I zaraz zaczął Paweł po bóżnicach uczyć, że Jezus Chrystus jest prawdziwym Synem Bożym, czemu się wielce dziwiono, bo go znano dotąd jako srogiego prześladowcę.

Święto nawrócenia świętego Pawła Apostoła obchodzono już w VIII wieku. Wyznaczono na nie dzień 25 stycznia, jako rocznicę dnia, w którym ciało tego błogosławionego apostoła zostało przeniesione do kościoła wystawionego na jego cześć w Rzymie.
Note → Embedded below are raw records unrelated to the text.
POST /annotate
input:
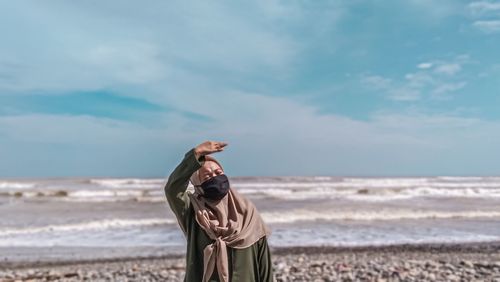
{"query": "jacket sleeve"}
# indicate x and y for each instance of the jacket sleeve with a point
(177, 183)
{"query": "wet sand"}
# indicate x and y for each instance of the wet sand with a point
(426, 262)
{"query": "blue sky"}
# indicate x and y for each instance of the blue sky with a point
(358, 88)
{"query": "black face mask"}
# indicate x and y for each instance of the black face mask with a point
(216, 187)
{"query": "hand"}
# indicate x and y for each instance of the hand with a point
(209, 147)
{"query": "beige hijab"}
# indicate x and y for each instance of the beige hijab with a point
(232, 222)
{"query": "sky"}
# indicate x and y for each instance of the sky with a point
(326, 88)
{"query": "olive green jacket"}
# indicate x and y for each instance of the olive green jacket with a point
(248, 264)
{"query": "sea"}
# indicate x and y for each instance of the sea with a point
(132, 213)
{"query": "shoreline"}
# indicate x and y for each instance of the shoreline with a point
(423, 262)
(482, 249)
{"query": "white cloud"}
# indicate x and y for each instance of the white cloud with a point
(432, 80)
(404, 94)
(263, 134)
(488, 26)
(448, 68)
(448, 87)
(426, 65)
(376, 81)
(481, 7)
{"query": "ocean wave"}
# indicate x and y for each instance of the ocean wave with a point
(373, 194)
(128, 182)
(86, 226)
(16, 185)
(308, 215)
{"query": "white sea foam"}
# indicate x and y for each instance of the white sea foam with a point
(86, 226)
(16, 185)
(128, 182)
(308, 215)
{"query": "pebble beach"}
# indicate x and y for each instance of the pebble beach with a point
(454, 262)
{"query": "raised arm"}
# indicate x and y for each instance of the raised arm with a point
(178, 181)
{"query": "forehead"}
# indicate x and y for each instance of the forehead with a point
(209, 166)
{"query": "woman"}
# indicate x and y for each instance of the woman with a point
(226, 237)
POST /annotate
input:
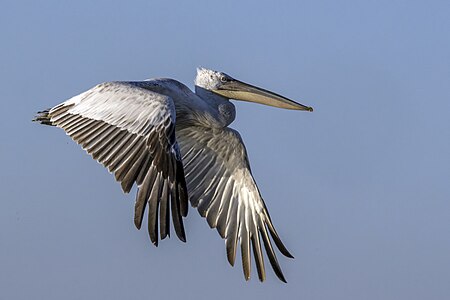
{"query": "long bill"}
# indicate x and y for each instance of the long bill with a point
(235, 89)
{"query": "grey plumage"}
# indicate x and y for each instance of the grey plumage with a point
(175, 145)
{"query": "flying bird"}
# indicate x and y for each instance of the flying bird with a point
(175, 146)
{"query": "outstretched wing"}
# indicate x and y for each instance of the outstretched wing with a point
(221, 186)
(131, 131)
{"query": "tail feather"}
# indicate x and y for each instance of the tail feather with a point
(43, 117)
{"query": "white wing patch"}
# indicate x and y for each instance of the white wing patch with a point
(221, 186)
(131, 131)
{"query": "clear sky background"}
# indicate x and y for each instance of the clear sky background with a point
(359, 190)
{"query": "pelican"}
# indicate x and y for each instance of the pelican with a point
(175, 146)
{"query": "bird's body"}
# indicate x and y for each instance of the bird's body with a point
(175, 145)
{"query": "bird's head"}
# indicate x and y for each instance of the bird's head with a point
(228, 87)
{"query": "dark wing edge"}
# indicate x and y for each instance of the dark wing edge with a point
(146, 155)
(222, 188)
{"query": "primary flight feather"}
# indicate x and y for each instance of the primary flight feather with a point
(175, 145)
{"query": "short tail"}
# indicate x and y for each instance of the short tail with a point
(43, 117)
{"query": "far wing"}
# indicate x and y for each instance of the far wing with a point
(131, 131)
(221, 186)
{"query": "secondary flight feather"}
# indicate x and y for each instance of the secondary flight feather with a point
(175, 146)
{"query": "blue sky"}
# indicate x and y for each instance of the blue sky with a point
(358, 190)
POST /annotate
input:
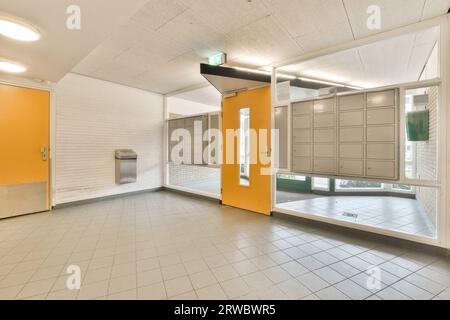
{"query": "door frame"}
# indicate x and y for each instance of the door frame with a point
(28, 84)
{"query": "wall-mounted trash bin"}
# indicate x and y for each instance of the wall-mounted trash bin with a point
(126, 166)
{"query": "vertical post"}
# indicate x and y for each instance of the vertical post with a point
(443, 218)
(273, 182)
(165, 146)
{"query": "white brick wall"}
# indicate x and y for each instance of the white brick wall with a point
(93, 118)
(426, 158)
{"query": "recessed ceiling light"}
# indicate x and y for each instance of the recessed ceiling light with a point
(18, 30)
(11, 67)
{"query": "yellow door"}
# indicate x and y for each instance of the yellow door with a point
(247, 184)
(24, 141)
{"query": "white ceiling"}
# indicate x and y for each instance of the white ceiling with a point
(60, 49)
(392, 61)
(160, 47)
(207, 95)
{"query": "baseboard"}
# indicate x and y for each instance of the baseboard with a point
(192, 194)
(112, 197)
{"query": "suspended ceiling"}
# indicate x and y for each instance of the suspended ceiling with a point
(59, 50)
(160, 47)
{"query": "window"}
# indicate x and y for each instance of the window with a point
(291, 177)
(358, 185)
(321, 184)
(244, 147)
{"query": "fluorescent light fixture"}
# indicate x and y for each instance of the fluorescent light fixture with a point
(329, 83)
(218, 59)
(11, 67)
(333, 84)
(265, 72)
(18, 30)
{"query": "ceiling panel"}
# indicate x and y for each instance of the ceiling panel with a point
(228, 16)
(207, 95)
(397, 60)
(60, 49)
(260, 43)
(160, 47)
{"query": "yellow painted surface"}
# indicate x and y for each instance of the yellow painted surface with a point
(256, 197)
(24, 129)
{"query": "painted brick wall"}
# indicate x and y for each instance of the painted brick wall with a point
(93, 118)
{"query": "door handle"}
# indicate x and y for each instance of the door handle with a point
(44, 153)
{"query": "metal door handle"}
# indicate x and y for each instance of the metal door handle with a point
(44, 153)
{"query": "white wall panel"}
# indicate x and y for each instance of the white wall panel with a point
(93, 118)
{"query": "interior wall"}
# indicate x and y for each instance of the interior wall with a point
(426, 160)
(93, 118)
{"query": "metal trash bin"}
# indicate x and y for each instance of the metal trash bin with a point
(126, 166)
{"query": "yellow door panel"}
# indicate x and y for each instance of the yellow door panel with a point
(257, 195)
(24, 134)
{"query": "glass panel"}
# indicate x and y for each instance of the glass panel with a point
(321, 184)
(357, 185)
(422, 130)
(244, 147)
(291, 177)
(401, 187)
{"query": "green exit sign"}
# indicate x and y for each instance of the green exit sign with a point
(218, 59)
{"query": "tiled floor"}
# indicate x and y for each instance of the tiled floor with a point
(163, 245)
(210, 186)
(392, 213)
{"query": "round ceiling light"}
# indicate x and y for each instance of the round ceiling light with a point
(11, 67)
(18, 30)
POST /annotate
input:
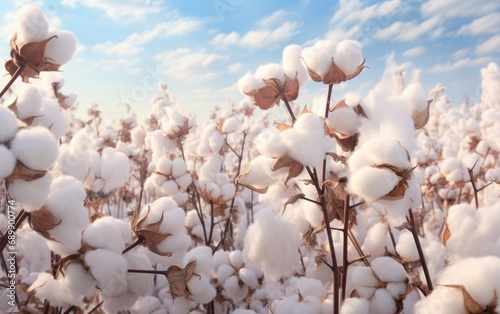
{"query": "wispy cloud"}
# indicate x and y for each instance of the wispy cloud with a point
(187, 64)
(133, 44)
(467, 62)
(414, 52)
(125, 11)
(259, 38)
(488, 24)
(445, 9)
(490, 45)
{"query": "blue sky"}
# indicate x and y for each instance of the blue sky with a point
(200, 48)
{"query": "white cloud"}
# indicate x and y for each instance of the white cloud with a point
(272, 19)
(132, 45)
(122, 10)
(407, 31)
(487, 24)
(458, 8)
(490, 45)
(460, 54)
(414, 52)
(467, 62)
(186, 64)
(264, 37)
(233, 68)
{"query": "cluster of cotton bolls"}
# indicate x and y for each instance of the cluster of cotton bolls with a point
(161, 224)
(235, 279)
(383, 284)
(309, 296)
(169, 178)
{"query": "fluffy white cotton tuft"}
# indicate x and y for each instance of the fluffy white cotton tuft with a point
(372, 183)
(35, 147)
(61, 48)
(273, 243)
(8, 124)
(8, 162)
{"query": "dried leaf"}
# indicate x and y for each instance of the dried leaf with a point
(42, 221)
(471, 306)
(334, 75)
(266, 97)
(178, 278)
(292, 199)
(291, 89)
(24, 173)
(421, 118)
(286, 161)
(446, 233)
(360, 111)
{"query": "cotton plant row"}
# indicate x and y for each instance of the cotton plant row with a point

Do roku 1524 w wielu krajach katolickich święto to było obowiązującym, a chociaż teraz już nim nie jest, wszakże pacierze kapłańskie i Msza święta dzisiejsza są do tej uroczystej pamiątki zastosowane. 

Nauka moralna

 

Historia nawrócenia świętego Pawła uczy nas, że żadnego grzesznika nie należy uważać za wiecznie potępionego, ani też powątpiewać o jego nawróceniu. Za pomocą łaski Bożej każdy nawrócić się może. Święty Paweł sam o sobie powiada, że był poprzednio bluźniercą i prześladowcą, a jednak dostąpił miłosierdzia. My sami także możemy się przyczynić do nawrócenia grzeszników, często a gorąco modląc się za nich. Jak prawdopodobnie modlitwa świętego Szczepana wyjednała Pawłowi łaskę nawrócenia się, tak i nasza wytrwała i pełna ufności modlitwa może zdziałać taki cud. Także sam grzesznik może z nawrócenia się apostoła Pawła powziąć naukę, jak ma się zachować wobec nawrócenia. Nie powinien się sprzeciwiać natchnieniu Bożemu i łasce Bożej, ale przyjąć je chętnym sercem. Winien, jak święty Paweł Ananiaszowi, dać się pouczyć swemu spowiednikowi, jak postępować na drodze zbawienia. Wskazówki spowiednika należy uważać za głos Boży i stosować się do nich, a zupełnie zerwać z dotychczasowym grzesznym życiem i podobnie jak święty Paweł żyć tylko dla Boga i cnoty. Kto chce pozyskać łaskę Boską, ten z przeszłym grzesznym życiem całkowity rozbrat uczynić winien. Cóż by bowiem pomogło, gdyby kto nawróciwszy się, popadł znowu w te same błędy! Taka poprawa nic by nie znaczyła. 

Modlitwa

 

Boże, który świat cały św. Pawła Apostoła przepowiadaniem do wiary powołałeś, daj nam, prosimy, abyśmy pamiątkę jego nawrócenia obchodząc, za jego przykładem do Ciebie zdążali. Przez Pana naszego Jezusa Chrystusa. Amen.

Żywoty Świętych Pańskich na wszystkie dni roku, Katowice/Mikołów 1937 r.